Didier Ayres, Cahier, “Fragment XVIII ou L’art”

LCahier est issu d’un moment d’écriture qui a pour sup­port un cahier Conqué­rant de 90 pages à petits car­reaux; il est manus­crit jusqu’au moment où je l’écris de nou­veau , cette fois-ci sous la forme d’un texte.
J’y prône la pos­si­bi­lité don­née à l’écrivain de, tout en par­lant de lui, tenir un dis­cours pour autrui.
J’aime la forme “je”, qui a des prin­cipes d’identification aux­quels je prête foi.

Frag­ment XVIII ou L’art

Je ne dépar­tage pas la pres­sion d’écrire, de ce qu’elle témoigne. Ici, de la dif­fi­culté.
L’art se caractérise-t-il par la pos­si­bi­lité qu’il a de conte­nir l’objet réel qu’il absorbe, et d’une aug­men­ta­tion sans cal­cul de la chose écrite, qui dépasse le simu­lacre de la mimétique ?

Le texte se signale par l’autonomie de son rap­port avec la réa­lité qu’il recouvre. Certes, c’est un tra­vail, mais l’artiste ignore le sur­plus de son écri­ture. De fait, c’est peut-être à la jonc­tion de deux phrases que se glisse l’ajout mys­té­rieux, secret en tout cas ignoré de l’écrivain.

Par ailleurs, le texte invente l’auteur. On voit l’auteur par ce qu’il écrit, et sa per­son­na­lité est plus claire dans la pro­fon­deur aveugle où le conduit son art, plu­tôt qu’au contact vrai de l’écrivain, lequel est un homme ou une femme qui tremble en lui, en elle, de la mort, de l’angoisse d’être.
Ainsi se repré­sente l’imago de cha­cun, à autrui, comme pour mieux retour­ner au tra­vail, au labeur d’artiste capable de lui redon­ner figure humaine.

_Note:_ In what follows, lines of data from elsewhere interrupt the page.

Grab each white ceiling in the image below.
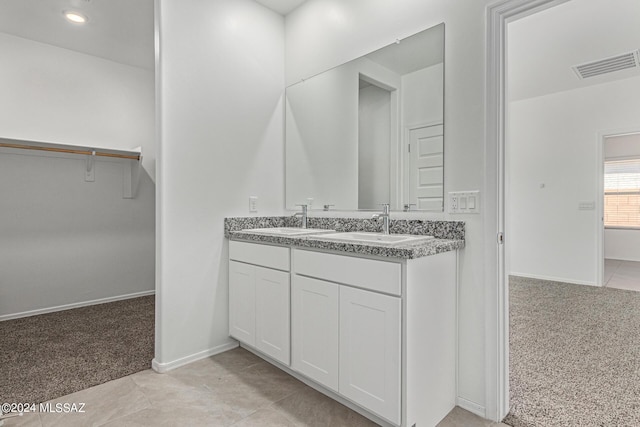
[366,24,444,76]
[508,0,640,101]
[256,0,306,16]
[0,0,154,69]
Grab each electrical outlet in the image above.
[448,190,480,214]
[449,195,458,212]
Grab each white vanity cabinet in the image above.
[291,275,339,392]
[229,240,457,427]
[229,240,291,365]
[292,249,402,425]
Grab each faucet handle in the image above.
[379,203,391,214]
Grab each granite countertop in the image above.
[225,217,464,259]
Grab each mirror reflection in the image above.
[285,24,444,211]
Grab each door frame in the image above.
[596,126,640,286]
[482,0,569,421]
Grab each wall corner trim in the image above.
[151,341,240,374]
[456,396,487,418]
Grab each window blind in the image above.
[604,158,640,228]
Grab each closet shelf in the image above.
[0,138,142,161]
[0,138,142,199]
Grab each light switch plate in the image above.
[448,190,480,214]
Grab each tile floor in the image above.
[604,259,640,291]
[3,348,505,427]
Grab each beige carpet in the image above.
[504,277,640,427]
[0,296,155,403]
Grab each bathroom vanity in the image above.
[228,219,464,426]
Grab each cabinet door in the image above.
[291,275,338,391]
[255,267,290,365]
[339,286,401,424]
[229,261,256,346]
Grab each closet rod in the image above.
[0,142,140,161]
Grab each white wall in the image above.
[154,0,284,369]
[604,134,640,261]
[507,77,640,284]
[285,0,496,414]
[0,33,155,319]
[0,33,155,179]
[0,151,155,320]
[402,64,444,127]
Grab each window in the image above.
[604,158,640,228]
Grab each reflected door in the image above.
[407,125,444,211]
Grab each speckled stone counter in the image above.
[224,217,464,259]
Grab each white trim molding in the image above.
[483,0,568,421]
[456,396,487,418]
[510,272,600,286]
[0,290,156,322]
[151,341,240,374]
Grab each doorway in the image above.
[598,129,640,292]
[485,0,638,419]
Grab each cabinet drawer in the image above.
[229,240,289,271]
[293,249,402,295]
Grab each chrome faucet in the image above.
[293,205,308,228]
[371,203,389,234]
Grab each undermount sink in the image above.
[318,231,433,245]
[242,227,333,236]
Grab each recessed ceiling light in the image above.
[64,10,88,24]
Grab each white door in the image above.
[339,286,400,424]
[291,275,338,391]
[255,267,290,365]
[407,125,444,210]
[229,261,256,346]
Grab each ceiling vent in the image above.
[571,50,640,79]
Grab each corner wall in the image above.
[154,0,284,370]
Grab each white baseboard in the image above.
[0,289,156,322]
[151,341,240,374]
[456,396,487,418]
[509,272,598,286]
[604,257,640,262]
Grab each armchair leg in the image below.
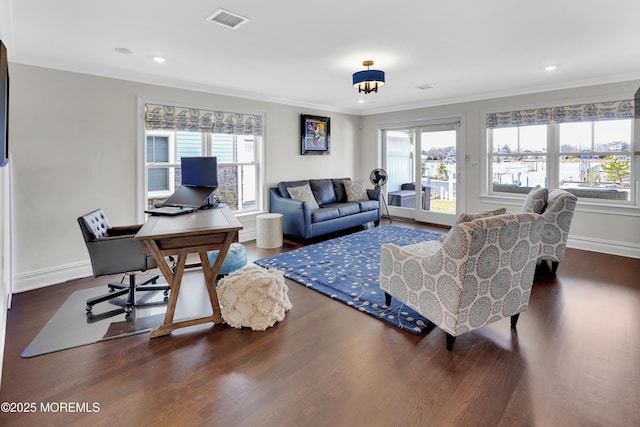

Rien n’échappe à la vie. Cepen­dant, tout échappe dans la copie de la vie, et sa pré­sence dans l’art ne garan­tit pas que cet éclat vital soit pré­sent. Démon­trer un prin­cipe, même ici avec ce livre, faire tendre l’art vers la vie reste le plus dif­fi­cile.
La vie est essen­tiel­le­ment pleine d’altérité, d’inégalité, de gru­meaux, ce qui rend presque impos­sible l’égalité visuelle du monde. Faire venir la vie dans l’art est une cou­pure entre deux états : l’état meuble de la per­sonne humaine et l’immobilité du texte qui la représente.

Il me faut aussi détruire, brû­ler, lut­ter contre mon écri­ture qui d’année en année se désa­grège, devient illi­sible, ce qui sépare net­te­ment le temps du manus­crit d’avec le temps du livre. Car rien n’est fini.
La vie est un réser­voir sans fin. La nature elle aussi. Le monde spi­ri­tuel, éga­le­ment, est évanescent.

Des signes seuls ne suf­fisent pas. En vérité ils ne sont des idéo­grammes qu’une fois pour toute, don­nant le des­sin exact et éter­nel de l’instrument et de l’appareil de la réa­lité.
S’abandonner à sa sen­sa­tion de guet­ter l’inspiration, dans le tra­vail objec­tif de la page, est la plu­part du temps une satis­fac­tion de l’égo, mais reste inopé­rant pour le texte, car cette cha­leur de l’inspiration est bonne à res­sen­tir, mais bonne aussi à bif­fure et caviardage.